Ya, ini bahaya, ini merupakan “VIRUS” mematikan, Virus yang menyerang dari paham asing baik ideologi maupun agama. Pria baik baik, Perempuan baik baik bisa saja terpapar dan jadi berubah buta ideologi dan agama yang benar, mereka akan terbius dengan bisikan ideologi dan Paham Ujaran Kebencian yang mengggerogoti otak mereka masing masing, sehingga hidup mereka menjadi terkuasai oleh Kebencian dan menganggap pihak lain menjadi musuh sejati yang harus dibasmi.
Pemimpin yang tegas seperti Jokowi Maruf adalah tantangan dalam menghadapi serangan Virus ini, Virus yang merubah orang menjadi Zombie Agama dan Ideologi, Mereka hidup tetapi mereka hanya hidup di fantasi Ideologi dan agama yang sesat, dan menganggap orang lain, bahkan keluarga dan sahabat sendiri sebagai ancaman yang harus dibasmi, makanya tak heran banyak kasus di Medsos ketika ada sahabat yang tega memaki sahabatnya sendiri dengan sebutan KAFIR hanya karena salah satu sahabatnya terpapar Virus mengerikan ini, bahkan yang lebih mengerikan karena terjadi didalam keluarga, misalnya orang tua ke anak, anak ke orang tua, bahkan adik kakak saling membenci padahal mereka satu agama, hanya karena mereka berbeda pilihan ideologi dan Politik.
Kita masih bisa berharap jika kita mendapatkan Pemimpin Negara yang juga fokus menghancurkan Virus ini agar jangan sampai merusak seluruh rakyatnya secara total dan massive, akan tetapi sangat membahayakan jika ada Calon pemimpin yang bahkan menggunakan teknik ideologi perusak dan agama sesat untuk menggapai kemenangannya sama seperti yang digunakan Trump di USA. Ini yang sangat membahayakan, apalagi jika berhasil.
Pertanyaan krusialnya adalah Apakah sebagai warga negara, kalian mau jika “VIRUS” mematikan ini menguasai keluarga, sahabat bahkan kolega kantor sendiri?
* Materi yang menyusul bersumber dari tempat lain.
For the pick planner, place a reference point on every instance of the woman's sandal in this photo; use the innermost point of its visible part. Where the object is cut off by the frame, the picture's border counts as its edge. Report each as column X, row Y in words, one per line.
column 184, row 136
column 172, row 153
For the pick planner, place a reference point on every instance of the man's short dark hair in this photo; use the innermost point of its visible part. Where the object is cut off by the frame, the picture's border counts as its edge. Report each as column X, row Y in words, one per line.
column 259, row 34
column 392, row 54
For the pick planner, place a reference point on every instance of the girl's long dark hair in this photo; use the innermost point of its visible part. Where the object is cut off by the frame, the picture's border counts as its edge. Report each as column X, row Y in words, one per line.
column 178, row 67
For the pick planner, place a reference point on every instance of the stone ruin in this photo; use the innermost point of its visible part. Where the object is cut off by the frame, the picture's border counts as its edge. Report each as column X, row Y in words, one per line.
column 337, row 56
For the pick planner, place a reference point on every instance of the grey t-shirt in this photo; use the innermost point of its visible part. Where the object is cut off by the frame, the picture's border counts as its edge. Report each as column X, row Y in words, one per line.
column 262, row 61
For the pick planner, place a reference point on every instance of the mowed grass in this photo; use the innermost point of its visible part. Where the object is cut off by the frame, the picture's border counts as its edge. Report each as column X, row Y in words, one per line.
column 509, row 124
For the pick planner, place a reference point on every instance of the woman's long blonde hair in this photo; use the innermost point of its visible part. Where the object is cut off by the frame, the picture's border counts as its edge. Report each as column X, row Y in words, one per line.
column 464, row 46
Suriah sudah menjadi bukti kehancurannya, padahal dulunya Suriah itu negara yang aman indah dan cantik. Indonesia sudah cantik dan indah dengan infrastruktur yang sudah tertata, inilah tugas kita sebagai Millenial dan generasi Penerus untuk memenangkan Pemimpin yang sayang rakyat bukan yang mencoba cara demagog dan menyebarkan Virus kebencian dan kebohongan untuk kemenangannya.
Cukuplah kengerian Virus mematikan itu dilihat dalam acara Televisi WALKING DEAD, dimana Zombie sudah menguasai negara dan ada upaya Survivor didalamnya. Kita masih bisa membedakan Zombie dengan manusia yang belum digigit dan terinfeksi Virus Zombie, tetapi bagaimana cara membedakan anak bangsa yang sudah terpapar Virus Ideologi dan agama Jahanam yang sesat? Semua agama di Indonesia adalah agama yang mencintai damai, janganlah sampai ada agama baru yang menjadi Virus yang merubah Agama cinta damai menjadi Agama pembenci agama lain dan merusak iman pemeluknya sendiri.
Jangan sampai Indonesia berubah menjadi Negara didalam Film TV WALKING DEAD, Kita tidak boleh kalah dengan mereka yang sudah terpapar, malah ini menjadi tugas kita semua membebaskan mereka yang sudah terpapar dengan Virus Ideologi dan agama sesat agar kembali kepada kita. Jangan sampai mereka berubah menjadi benar benar sebagai seorang Zombie, mahluk Mati yang hidup remblai.